Yes, I am one of "those people" with a custom license plate but this is not entirely my fault. My mom & dad got it for me for my 20th birthday and it has on it a word that I made up and pride myself on making a staple amongst friends and family. My plate reads: HOTCHO. A word that can be found gracing shirts, track jackets, and other objects that I own - most of them gifts from friends.

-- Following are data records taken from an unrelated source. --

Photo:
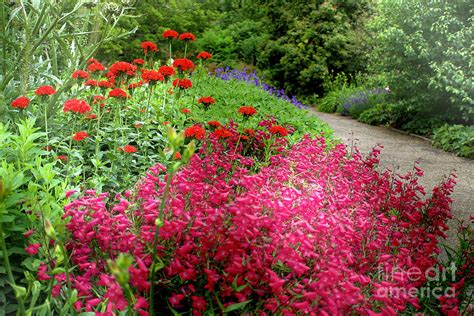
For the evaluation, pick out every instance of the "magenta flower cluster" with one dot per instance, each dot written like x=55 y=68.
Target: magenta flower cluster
x=316 y=231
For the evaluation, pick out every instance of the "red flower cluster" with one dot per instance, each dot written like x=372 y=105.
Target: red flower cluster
x=187 y=37
x=170 y=34
x=95 y=66
x=80 y=74
x=167 y=71
x=204 y=55
x=195 y=131
x=247 y=110
x=129 y=149
x=149 y=46
x=76 y=106
x=122 y=68
x=134 y=85
x=182 y=83
x=152 y=76
x=183 y=64
x=80 y=136
x=20 y=102
x=45 y=90
x=206 y=100
x=118 y=93
x=280 y=130
x=222 y=133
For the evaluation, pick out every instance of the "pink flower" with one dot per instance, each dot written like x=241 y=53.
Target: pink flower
x=32 y=249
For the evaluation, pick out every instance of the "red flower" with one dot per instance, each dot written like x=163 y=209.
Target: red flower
x=20 y=102
x=149 y=46
x=204 y=55
x=183 y=64
x=62 y=158
x=130 y=149
x=247 y=110
x=222 y=133
x=206 y=100
x=167 y=71
x=91 y=83
x=195 y=131
x=80 y=74
x=249 y=132
x=95 y=66
x=199 y=303
x=277 y=129
x=214 y=124
x=28 y=233
x=45 y=90
x=152 y=76
x=122 y=67
x=118 y=93
x=76 y=106
x=170 y=33
x=32 y=249
x=80 y=136
x=187 y=37
x=182 y=83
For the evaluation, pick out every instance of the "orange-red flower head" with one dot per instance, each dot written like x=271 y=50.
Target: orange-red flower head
x=20 y=102
x=204 y=55
x=170 y=34
x=45 y=90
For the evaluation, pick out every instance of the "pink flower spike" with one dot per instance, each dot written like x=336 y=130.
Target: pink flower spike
x=69 y=193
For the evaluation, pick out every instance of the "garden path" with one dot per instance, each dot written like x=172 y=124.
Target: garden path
x=401 y=150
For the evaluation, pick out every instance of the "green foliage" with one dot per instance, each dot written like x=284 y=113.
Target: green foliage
x=424 y=50
x=41 y=41
x=30 y=188
x=455 y=138
x=334 y=99
x=310 y=40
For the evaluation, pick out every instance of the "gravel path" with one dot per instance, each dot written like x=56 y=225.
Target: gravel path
x=401 y=150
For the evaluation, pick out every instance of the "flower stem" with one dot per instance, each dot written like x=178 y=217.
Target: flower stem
x=8 y=268
x=155 y=241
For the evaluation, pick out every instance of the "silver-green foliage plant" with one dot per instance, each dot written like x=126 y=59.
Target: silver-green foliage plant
x=42 y=42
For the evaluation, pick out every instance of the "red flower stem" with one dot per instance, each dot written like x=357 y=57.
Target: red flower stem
x=155 y=240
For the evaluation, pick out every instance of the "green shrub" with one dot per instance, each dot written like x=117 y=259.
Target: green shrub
x=424 y=49
x=376 y=115
x=455 y=138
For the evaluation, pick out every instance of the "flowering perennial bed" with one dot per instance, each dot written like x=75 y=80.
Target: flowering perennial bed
x=316 y=231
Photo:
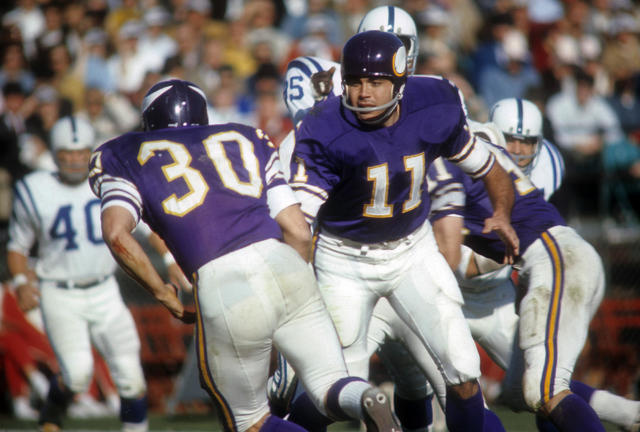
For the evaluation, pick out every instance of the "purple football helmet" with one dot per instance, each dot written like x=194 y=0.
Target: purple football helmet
x=174 y=103
x=374 y=54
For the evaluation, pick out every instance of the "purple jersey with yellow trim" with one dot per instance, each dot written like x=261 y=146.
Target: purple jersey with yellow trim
x=454 y=192
x=203 y=189
x=367 y=183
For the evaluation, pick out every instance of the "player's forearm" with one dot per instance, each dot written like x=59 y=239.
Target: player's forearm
x=295 y=230
x=117 y=225
x=500 y=189
x=134 y=261
x=17 y=263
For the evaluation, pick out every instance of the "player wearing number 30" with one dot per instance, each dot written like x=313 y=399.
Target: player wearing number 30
x=217 y=196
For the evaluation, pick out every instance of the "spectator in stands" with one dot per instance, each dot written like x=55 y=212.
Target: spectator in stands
x=110 y=114
x=623 y=157
x=260 y=17
x=28 y=18
x=12 y=125
x=207 y=74
x=621 y=56
x=53 y=33
x=34 y=142
x=296 y=26
x=93 y=63
x=316 y=41
x=125 y=10
x=67 y=81
x=155 y=38
x=129 y=64
x=513 y=78
x=11 y=168
x=14 y=68
x=489 y=51
x=583 y=123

I know what you're thinking, what the hell is a hotcho? I invite you to try and understand this as best you can, and I will provide you with some of the best examples ever so you can take this word with you and use it to your liking. It will (i can 100% guarantee you of this) pop into your head the next time you see one of these fiiine, fiiine specimen. They're everywhere. The world is crawling with hotchos, so here we go. Feel free to steal it, but when people ask - be sure you enlighten them and credit the drama queen with your new found stereotype.

A hotcho is someone who plain and simply thinks they are the shit. The clincher is that they are, in fact, not the shit at all. Whether they're driving like a hotcho, dancing like a hotcho, walking like a hotcho, or talking like a hotcho - they are determined that they are the sexiest, flyest, coolest, baddest bitch on the planet. As they are doing this, you are laughing to yourself. Or to your friends. Or to the guy next to you who you don't even know who is also laughing at this douche. Hotcho's tend to hang out with other hotchos, so they're not even aware of their hotcho-ness. And I have found, through vast research, that they are normally 99% of the time MEN. To increase your understanding, here are some visual aids:

Now, try to ignore the girl next to him, but this is the ultimate hotcho. He clearly thinks he looks really, really good. Not. So. Much. You know these dudes, you know how they act. They bust into the party with a water bottle full of Vladdy and Orange Juice and can't keep their damn shirt on. Also, nice shades, douchebag. You're inside.

Next is the more subtle hotcho. Although they don't roll into the party announcing they're going to bang every bitch in the place, you know they're thinking it. Although Howie D (I'm sorry, Howie. I am a diehard bsb fan but you are a hotcho, my friend) is no longer a hotcho, boyyyy did he used to be. Clearly, back in the day, Howie was NOT the heart throb of bsb... but this did NOT deter him from thinking he was the sexiest, baddest bitch in that group. Me and my friend just watched a concert clip from one of their concerts in 1999 and Howie comes out on stage and rubs roses all over his sweaty latin body and throws them to the girls. If that is not a hotcho move, I don't know what is.

So whether you just got cut off in traffic, are witnessing a terrible pick up line, or are laughing at some ridiculous get up the sales associate at Abercrombie & Fitch is wearing -- you have probably encountered a hotcho. Feel free to let me know about your hotcho experiences, and whether or not you plan on stealing this extremely applicable word.